Kenya hosts around 600,000 refugees, some of whom have lived in the country for a quarter of a century.

On Friday an interior ministry official announced a plan to refuse new refugee arrivals and shut Dadaab on the Kenya-Somalia border.

“For reasons of pressing national security that speak to the safety of Kenyans in a context of terrorist and criminal activities, the government … has commenced the exercise of closing Dadaab Refugee Complex,” Interior Minister Joseph Ole Nkaissery told a press conference in Nairobi.

“The refugees will be repatriated to their countries of origin or to third party countries for resettlement,” Nkaissery said.

Nkaissery said the government would provide $10 million (just under nine million euros) “to kick-start the repatriation process and subsequent closure of Dadaab”, adding that a timetable was being drawn up.

Charities and the UN refugee agency are dismayed by the plan while human rights groups have warned that forcibly repatriating refugees would break international law.

Nkaissery repeated claims that terrorist attacks on Nairobi’s Westgate shopping mall, at Kenya’s Garissa university and elsewhere, “were planned and deployed from Dadaab refugee camp by transnational terrorists,” but no credible evidence has yet been provided to support these allegations.

Nkaissery compared Kenya’s Somali refugees to Syrian refugees in Europe.

“ISIS has taken advantage of refugee inflows and processes to install its destructive cells. So much so that governments across Europe and the Middle East have taken unprecedented efforts to limit refugee inflows into their countries on the grounds of national security,” he said.

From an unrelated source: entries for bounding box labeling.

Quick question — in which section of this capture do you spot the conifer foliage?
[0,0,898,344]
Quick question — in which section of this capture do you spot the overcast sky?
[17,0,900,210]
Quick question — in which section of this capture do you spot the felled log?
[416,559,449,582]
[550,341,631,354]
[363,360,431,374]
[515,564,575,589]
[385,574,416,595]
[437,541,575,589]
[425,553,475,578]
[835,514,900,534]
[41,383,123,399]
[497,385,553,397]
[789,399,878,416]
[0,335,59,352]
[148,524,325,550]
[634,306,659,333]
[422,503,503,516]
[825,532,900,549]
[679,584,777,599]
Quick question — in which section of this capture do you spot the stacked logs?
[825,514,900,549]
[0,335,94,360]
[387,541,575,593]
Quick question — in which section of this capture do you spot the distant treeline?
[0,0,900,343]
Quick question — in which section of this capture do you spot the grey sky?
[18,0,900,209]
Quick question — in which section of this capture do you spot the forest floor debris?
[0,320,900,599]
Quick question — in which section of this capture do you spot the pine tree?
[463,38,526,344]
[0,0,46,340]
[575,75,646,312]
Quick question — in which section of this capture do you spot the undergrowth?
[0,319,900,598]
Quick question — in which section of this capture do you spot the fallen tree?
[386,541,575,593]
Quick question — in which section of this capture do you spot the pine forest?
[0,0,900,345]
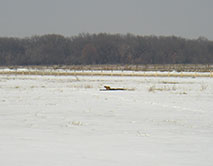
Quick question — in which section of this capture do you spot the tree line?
[0,33,213,66]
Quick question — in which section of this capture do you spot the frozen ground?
[0,75,213,166]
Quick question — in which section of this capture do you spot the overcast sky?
[0,0,213,40]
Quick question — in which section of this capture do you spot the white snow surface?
[0,75,213,166]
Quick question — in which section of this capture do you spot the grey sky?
[0,0,213,40]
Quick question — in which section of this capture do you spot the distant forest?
[0,33,213,66]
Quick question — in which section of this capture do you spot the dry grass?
[148,85,177,92]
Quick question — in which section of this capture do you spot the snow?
[0,75,213,166]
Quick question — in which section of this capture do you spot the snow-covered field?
[0,75,213,166]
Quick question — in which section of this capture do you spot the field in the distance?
[0,70,213,166]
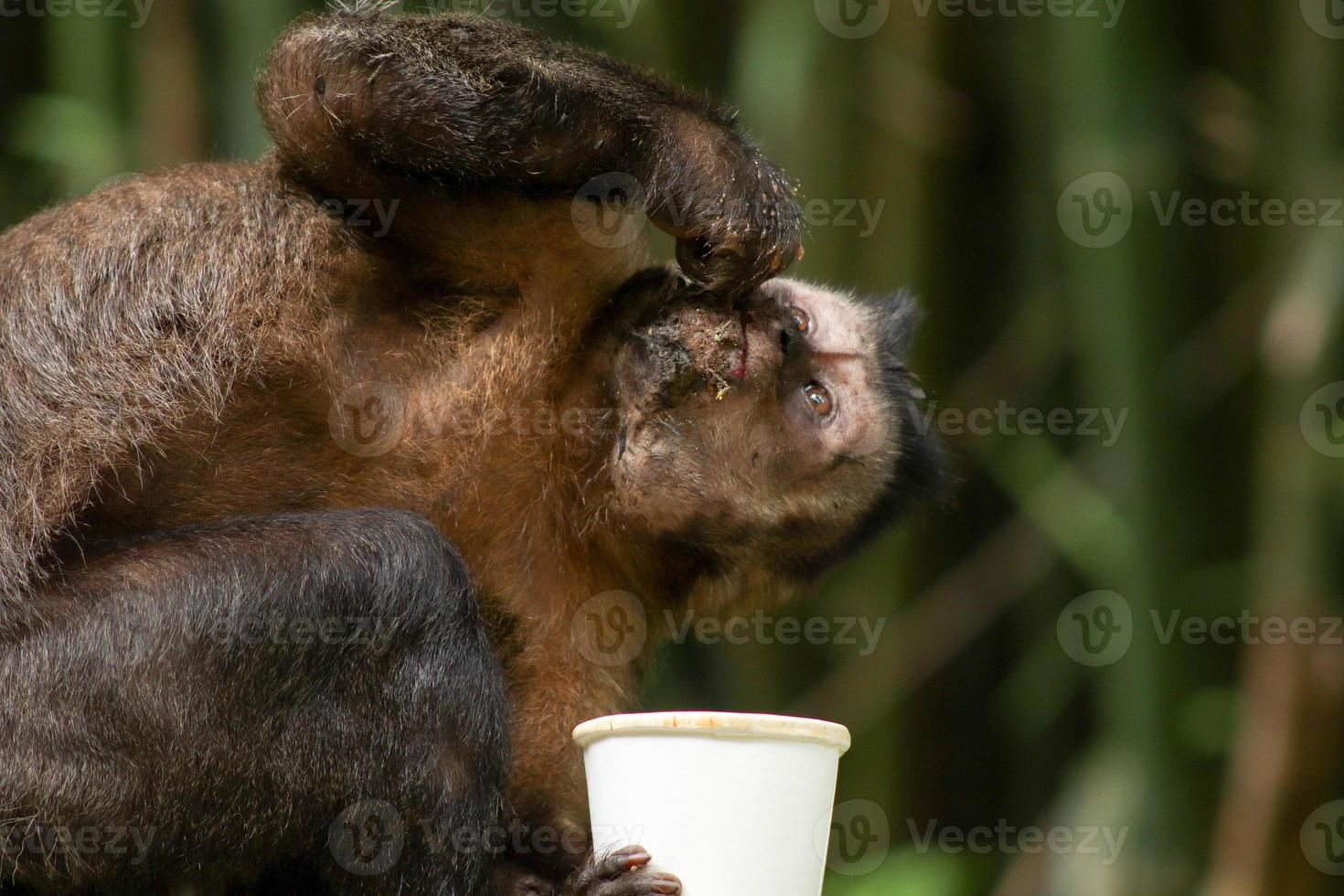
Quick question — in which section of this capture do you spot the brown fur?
[0,5,935,854]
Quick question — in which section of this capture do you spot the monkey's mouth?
[614,301,750,412]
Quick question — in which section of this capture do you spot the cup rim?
[572,709,849,753]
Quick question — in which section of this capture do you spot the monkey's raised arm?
[258,4,801,294]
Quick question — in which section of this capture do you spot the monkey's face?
[610,280,933,578]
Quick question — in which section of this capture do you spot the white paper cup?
[574,712,849,896]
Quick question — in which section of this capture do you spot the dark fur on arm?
[0,510,508,896]
[258,4,801,293]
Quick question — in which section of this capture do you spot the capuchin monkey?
[0,3,940,896]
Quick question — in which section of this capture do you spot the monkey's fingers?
[564,847,681,896]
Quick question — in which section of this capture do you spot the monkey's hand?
[646,110,803,295]
[258,4,801,297]
[560,847,681,896]
[491,847,681,896]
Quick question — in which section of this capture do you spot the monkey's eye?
[803,383,835,418]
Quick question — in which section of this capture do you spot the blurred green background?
[0,0,1344,896]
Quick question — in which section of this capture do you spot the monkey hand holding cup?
[574,712,849,896]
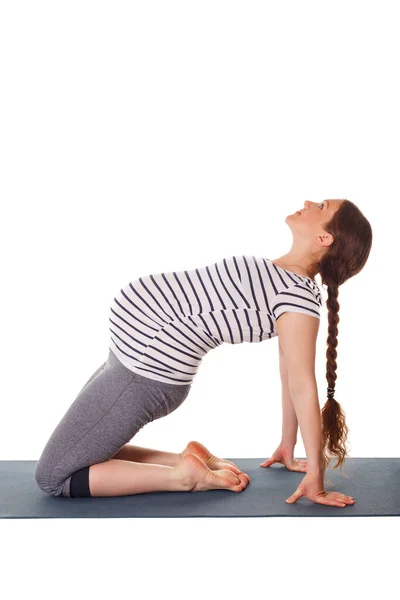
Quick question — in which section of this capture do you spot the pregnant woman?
[35,199,372,506]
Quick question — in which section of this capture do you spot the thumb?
[286,490,303,504]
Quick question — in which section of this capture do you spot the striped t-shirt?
[109,256,322,385]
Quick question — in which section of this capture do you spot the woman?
[35,199,372,506]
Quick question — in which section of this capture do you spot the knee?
[35,459,68,496]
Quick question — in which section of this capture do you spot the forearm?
[291,384,324,471]
[281,379,299,447]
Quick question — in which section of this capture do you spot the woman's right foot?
[175,452,248,492]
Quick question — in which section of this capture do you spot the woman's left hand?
[260,443,307,473]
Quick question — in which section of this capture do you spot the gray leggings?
[35,349,191,497]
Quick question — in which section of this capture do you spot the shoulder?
[272,281,322,324]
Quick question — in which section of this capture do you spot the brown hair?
[318,200,372,483]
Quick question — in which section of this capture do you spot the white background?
[0,0,400,598]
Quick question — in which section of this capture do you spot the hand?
[260,443,307,473]
[286,471,354,508]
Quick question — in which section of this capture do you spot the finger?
[260,458,276,467]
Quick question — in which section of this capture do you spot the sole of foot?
[176,452,248,492]
[181,440,250,482]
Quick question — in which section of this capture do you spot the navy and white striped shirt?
[109,256,322,385]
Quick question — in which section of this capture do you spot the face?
[290,199,344,234]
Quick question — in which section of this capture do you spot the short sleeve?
[272,283,321,320]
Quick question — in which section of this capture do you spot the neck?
[272,254,319,279]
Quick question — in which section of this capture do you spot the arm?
[278,340,299,448]
[276,312,323,471]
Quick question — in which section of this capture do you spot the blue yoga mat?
[0,457,400,519]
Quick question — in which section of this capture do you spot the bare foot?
[181,440,250,481]
[175,452,248,492]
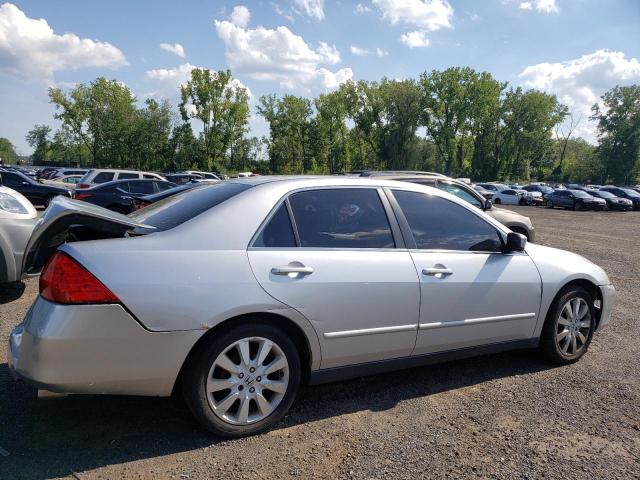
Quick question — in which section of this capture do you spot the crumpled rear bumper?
[7,297,204,396]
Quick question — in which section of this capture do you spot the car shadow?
[0,351,553,479]
[0,282,25,305]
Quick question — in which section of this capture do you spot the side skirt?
[309,338,540,385]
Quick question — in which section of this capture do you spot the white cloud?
[349,45,371,56]
[520,0,560,13]
[229,5,251,28]
[215,20,353,93]
[294,0,324,20]
[353,3,371,13]
[373,0,453,48]
[0,3,128,83]
[400,30,431,48]
[160,43,185,58]
[520,50,640,141]
[144,62,253,98]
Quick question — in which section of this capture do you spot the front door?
[393,190,542,355]
[248,188,420,368]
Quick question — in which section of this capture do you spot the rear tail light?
[40,252,120,305]
[73,192,93,200]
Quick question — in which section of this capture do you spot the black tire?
[182,322,301,438]
[539,286,596,365]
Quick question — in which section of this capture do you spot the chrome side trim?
[323,325,418,338]
[419,313,536,330]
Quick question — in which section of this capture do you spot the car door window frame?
[247,185,408,251]
[383,187,526,255]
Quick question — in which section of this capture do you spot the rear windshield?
[129,183,251,230]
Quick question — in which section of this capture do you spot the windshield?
[129,183,251,230]
[569,190,591,198]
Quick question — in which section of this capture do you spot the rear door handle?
[422,267,453,276]
[271,265,313,275]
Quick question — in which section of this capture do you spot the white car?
[491,188,531,205]
[0,184,37,283]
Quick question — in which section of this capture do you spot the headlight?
[0,193,29,215]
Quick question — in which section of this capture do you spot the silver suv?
[367,172,535,242]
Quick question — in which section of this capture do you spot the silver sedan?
[9,177,614,437]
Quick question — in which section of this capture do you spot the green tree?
[592,85,640,184]
[179,68,249,169]
[25,125,51,165]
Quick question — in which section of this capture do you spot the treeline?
[17,68,640,183]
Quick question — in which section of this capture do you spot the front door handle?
[422,267,453,277]
[271,265,313,275]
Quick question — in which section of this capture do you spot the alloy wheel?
[206,337,289,425]
[556,297,591,357]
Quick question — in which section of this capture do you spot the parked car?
[76,168,164,188]
[600,185,640,210]
[0,184,37,284]
[544,190,607,210]
[587,190,633,212]
[0,170,71,207]
[73,180,176,214]
[8,176,615,437]
[491,188,532,205]
[362,172,535,242]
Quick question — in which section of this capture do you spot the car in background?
[369,172,535,242]
[0,170,71,207]
[0,184,37,284]
[587,190,633,212]
[544,190,607,210]
[7,176,615,438]
[600,185,640,210]
[73,180,176,214]
[76,168,164,189]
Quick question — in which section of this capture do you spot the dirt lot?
[0,207,640,479]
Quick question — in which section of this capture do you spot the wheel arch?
[171,312,319,397]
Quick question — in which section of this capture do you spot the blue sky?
[0,0,640,154]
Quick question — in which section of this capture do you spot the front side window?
[393,190,502,252]
[437,182,482,208]
[289,188,395,248]
[253,203,296,248]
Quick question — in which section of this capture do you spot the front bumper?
[7,297,204,396]
[598,285,616,330]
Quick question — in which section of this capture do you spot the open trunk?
[22,196,155,275]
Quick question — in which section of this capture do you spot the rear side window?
[118,172,140,180]
[393,190,502,252]
[93,172,115,183]
[289,188,395,248]
[129,183,251,230]
[253,203,296,248]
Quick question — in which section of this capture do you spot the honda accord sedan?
[8,177,615,437]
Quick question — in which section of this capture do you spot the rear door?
[248,187,420,368]
[393,190,542,355]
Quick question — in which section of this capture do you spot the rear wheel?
[540,287,596,365]
[183,323,301,438]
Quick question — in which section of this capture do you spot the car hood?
[525,243,611,285]
[22,197,155,274]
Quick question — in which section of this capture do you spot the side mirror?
[504,232,527,253]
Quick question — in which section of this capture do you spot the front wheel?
[540,287,596,365]
[183,323,301,438]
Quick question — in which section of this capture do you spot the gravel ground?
[0,207,640,479]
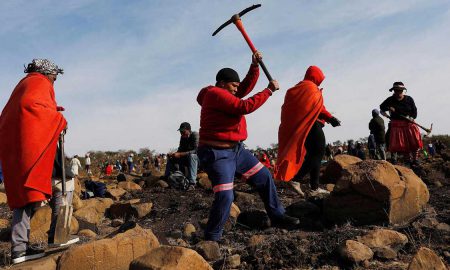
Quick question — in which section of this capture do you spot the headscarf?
[24,59,64,75]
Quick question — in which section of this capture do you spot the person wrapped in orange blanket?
[0,59,67,263]
[274,66,340,196]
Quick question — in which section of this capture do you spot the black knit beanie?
[216,68,241,83]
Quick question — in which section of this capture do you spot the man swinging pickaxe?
[213,4,273,81]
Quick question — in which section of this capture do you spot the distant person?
[355,142,366,160]
[84,153,92,175]
[127,153,134,173]
[275,66,341,196]
[380,82,423,165]
[164,122,199,189]
[369,109,386,160]
[69,155,83,177]
[197,52,300,241]
[367,134,377,159]
[0,59,67,264]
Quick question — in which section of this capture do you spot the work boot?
[271,214,300,229]
[11,247,45,264]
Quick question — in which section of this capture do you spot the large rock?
[30,205,79,243]
[58,226,159,270]
[117,181,142,191]
[109,201,153,220]
[0,192,8,204]
[130,246,213,270]
[73,198,113,231]
[338,240,373,263]
[106,187,127,201]
[321,155,362,184]
[324,160,430,224]
[408,247,448,270]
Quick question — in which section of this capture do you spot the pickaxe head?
[213,4,261,36]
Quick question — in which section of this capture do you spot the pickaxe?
[213,4,273,81]
[385,114,433,136]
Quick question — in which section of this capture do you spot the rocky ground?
[0,154,450,269]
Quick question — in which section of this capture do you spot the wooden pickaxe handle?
[233,19,273,81]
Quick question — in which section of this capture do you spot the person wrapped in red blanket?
[0,59,67,263]
[274,66,340,195]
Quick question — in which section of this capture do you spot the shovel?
[54,131,73,244]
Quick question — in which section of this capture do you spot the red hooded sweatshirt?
[274,66,332,181]
[197,65,272,143]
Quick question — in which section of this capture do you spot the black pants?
[294,122,325,190]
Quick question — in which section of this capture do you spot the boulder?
[108,201,153,220]
[324,160,430,225]
[78,229,97,239]
[106,187,127,201]
[0,192,8,204]
[338,240,373,263]
[117,181,142,191]
[321,155,362,184]
[195,241,222,261]
[183,223,196,238]
[130,246,213,270]
[58,225,159,270]
[197,172,212,190]
[408,247,448,270]
[73,198,113,231]
[30,205,79,243]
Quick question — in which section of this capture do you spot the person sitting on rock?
[380,82,423,165]
[0,59,67,264]
[197,52,300,241]
[163,122,199,189]
[275,66,341,196]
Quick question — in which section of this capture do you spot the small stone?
[195,241,222,261]
[183,223,196,238]
[111,218,123,228]
[226,254,241,268]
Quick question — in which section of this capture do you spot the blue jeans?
[197,143,285,241]
[164,154,198,185]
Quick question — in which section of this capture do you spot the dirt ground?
[0,157,450,269]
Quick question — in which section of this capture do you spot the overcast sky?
[0,0,450,155]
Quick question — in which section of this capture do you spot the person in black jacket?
[380,82,423,165]
[369,109,386,160]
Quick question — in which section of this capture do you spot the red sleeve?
[319,106,333,122]
[208,88,272,115]
[236,64,259,98]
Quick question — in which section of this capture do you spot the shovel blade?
[54,205,73,244]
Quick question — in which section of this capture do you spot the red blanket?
[0,73,67,209]
[274,67,325,181]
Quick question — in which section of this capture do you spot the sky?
[0,0,450,155]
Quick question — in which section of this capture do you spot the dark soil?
[0,156,450,269]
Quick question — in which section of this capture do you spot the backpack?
[84,180,106,198]
[167,171,189,190]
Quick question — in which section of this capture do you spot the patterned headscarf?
[24,59,64,75]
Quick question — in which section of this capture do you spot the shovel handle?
[234,19,273,81]
[59,132,66,196]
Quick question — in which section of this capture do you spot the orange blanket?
[274,67,325,181]
[0,72,67,209]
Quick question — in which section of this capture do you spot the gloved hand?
[328,117,341,127]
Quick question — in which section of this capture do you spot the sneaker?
[48,235,80,248]
[11,248,45,264]
[310,188,330,197]
[272,214,300,228]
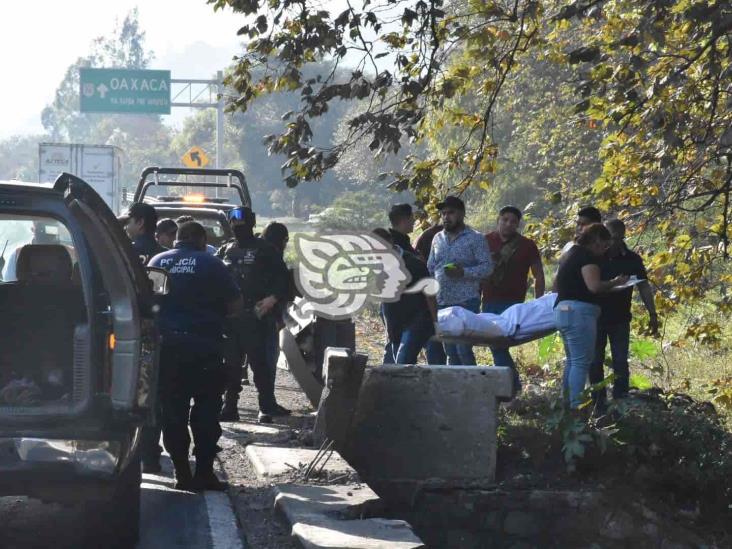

Nkaissery said Kenya, too, faces a potential threat from the Islamic State group, adding: “Kenya cannot look aside and allow this threat to escalate any further.”

“This decision has been made by government reflecting the fact that the camps have become hosting grounds for Al-Shebab as well as centres of smuggling and contraband trade besides being enablers of illicit weapons proliferation,” Nkaissery said, referring to Somalia’s Al-Qaeda aligned group.

Dadaab residents, aid agencies on the ground and independent observers deny that Islamic militants find a safe haven there, while numerous reports have highlighted the role of corrupt Kenyan officials in the smuggling of charcoal, sugar and people through Dadaab.